Anger Management - Lecrae, feat. Thi'sl
I had never thought myself an angry person. That's certainly not how I would want to describe myself. (Un)fortunately, as you continue to live in close relationship with others, that's the sort of thing that gets revealed to you. I've realized, I have a tendency to get pretty frustrated with others. This has been most recently revealed to me in marriage, but I can look back now and realize that it started well before that. I can have flashbacks to childhood and recall my frustration. My anger and frustration is born of things that I wanted to control, normally simple things that shouldn't cause someone to get angry. But, my insatiable desire to have things under control continued to drive frustration and anger.
This anger and general frustration is rooted in a desire for other people to conform to my ideals, which, is a losing game. There's no grace in that. So, instead of being reminded how I can serve others, I think about how something is a frustration to me. It's a direct reflection of my disobedience to rest in the work of Christ. Our identities are not held within what we accomplish or how comfortable we are.
This past weekend at Sojourn, our pastor Brandon exhorted us from the book of 1 Peter, chapter 1 verses 13 to 21. He opened by summarizing an article from professor Stan van Hooft, an Australian philosopher, The Necessity of Hope. van Hooft's observation is that the world is in chaos without hope, but he states that we need to hold out hope in something. It's all too common for us to hope in something that ultimately does not fulfill us. We want things so badly, and are left empty by them in the end.

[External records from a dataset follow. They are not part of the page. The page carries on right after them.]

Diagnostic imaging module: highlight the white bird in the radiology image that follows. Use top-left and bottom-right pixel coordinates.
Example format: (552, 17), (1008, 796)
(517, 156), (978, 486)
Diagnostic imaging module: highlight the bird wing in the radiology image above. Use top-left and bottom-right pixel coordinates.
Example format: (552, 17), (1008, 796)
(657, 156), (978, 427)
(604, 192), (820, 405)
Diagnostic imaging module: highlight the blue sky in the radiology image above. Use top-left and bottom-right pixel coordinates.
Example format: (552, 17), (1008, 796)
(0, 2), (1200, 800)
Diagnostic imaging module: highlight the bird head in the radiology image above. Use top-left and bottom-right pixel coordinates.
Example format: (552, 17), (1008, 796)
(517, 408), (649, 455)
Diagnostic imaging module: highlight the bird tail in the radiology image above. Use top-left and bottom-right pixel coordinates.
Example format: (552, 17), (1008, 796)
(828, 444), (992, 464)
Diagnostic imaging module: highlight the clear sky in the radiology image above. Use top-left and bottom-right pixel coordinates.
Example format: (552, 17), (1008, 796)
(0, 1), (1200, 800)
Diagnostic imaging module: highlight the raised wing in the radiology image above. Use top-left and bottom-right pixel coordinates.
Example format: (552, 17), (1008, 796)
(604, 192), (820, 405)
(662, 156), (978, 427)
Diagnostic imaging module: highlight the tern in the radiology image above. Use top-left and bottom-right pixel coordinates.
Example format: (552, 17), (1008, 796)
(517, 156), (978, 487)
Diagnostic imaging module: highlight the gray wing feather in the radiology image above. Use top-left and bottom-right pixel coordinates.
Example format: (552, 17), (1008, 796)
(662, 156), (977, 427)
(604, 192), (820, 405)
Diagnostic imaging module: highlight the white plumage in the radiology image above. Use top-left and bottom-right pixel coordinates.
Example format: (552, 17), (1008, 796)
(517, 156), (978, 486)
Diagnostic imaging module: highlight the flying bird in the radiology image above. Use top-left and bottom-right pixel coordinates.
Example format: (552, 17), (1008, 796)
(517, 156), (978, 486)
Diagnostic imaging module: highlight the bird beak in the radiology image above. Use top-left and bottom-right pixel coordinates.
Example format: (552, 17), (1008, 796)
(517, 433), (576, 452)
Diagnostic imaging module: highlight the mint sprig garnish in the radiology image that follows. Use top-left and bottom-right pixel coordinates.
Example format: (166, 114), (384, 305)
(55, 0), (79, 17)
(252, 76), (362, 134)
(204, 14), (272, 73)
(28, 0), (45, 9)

The thing that we want most, and what we hope in tomorrow impacts and governs how we live today, and who we are today. Our hope impacts our holiness. It impacts all of our daily decisions. Instead of setting my hope fully on the grace that will be brought to us in Christ, I've chosen to set my hope on other things, namely control. When my hope is not in Christ, but in control, the lack of control that I realize exists breeds frustration.
Proverbs 16:32 is a verse that reminds us that those who are slow to anger bring calm and sound judgement into a situation. I can certainly say that my anger never leads to calmness and sound judgement. That is a rich truth that I need to remind myself of, and rely on more often.
Close relationship with someone, or plans not going your way isn't what causes anger and frustration. Those are just lenses where we can see our sinfulness revealed. If our hope is to become more and more like Christ, then we can be thankful that we are allowed to have that sinfulness revealed to us, and can witness and welcome the grace of Christ.
I used to think I let go of things like water off a duck's back. Not true at all. I know I can use some "Anger Management"; hope in Christ.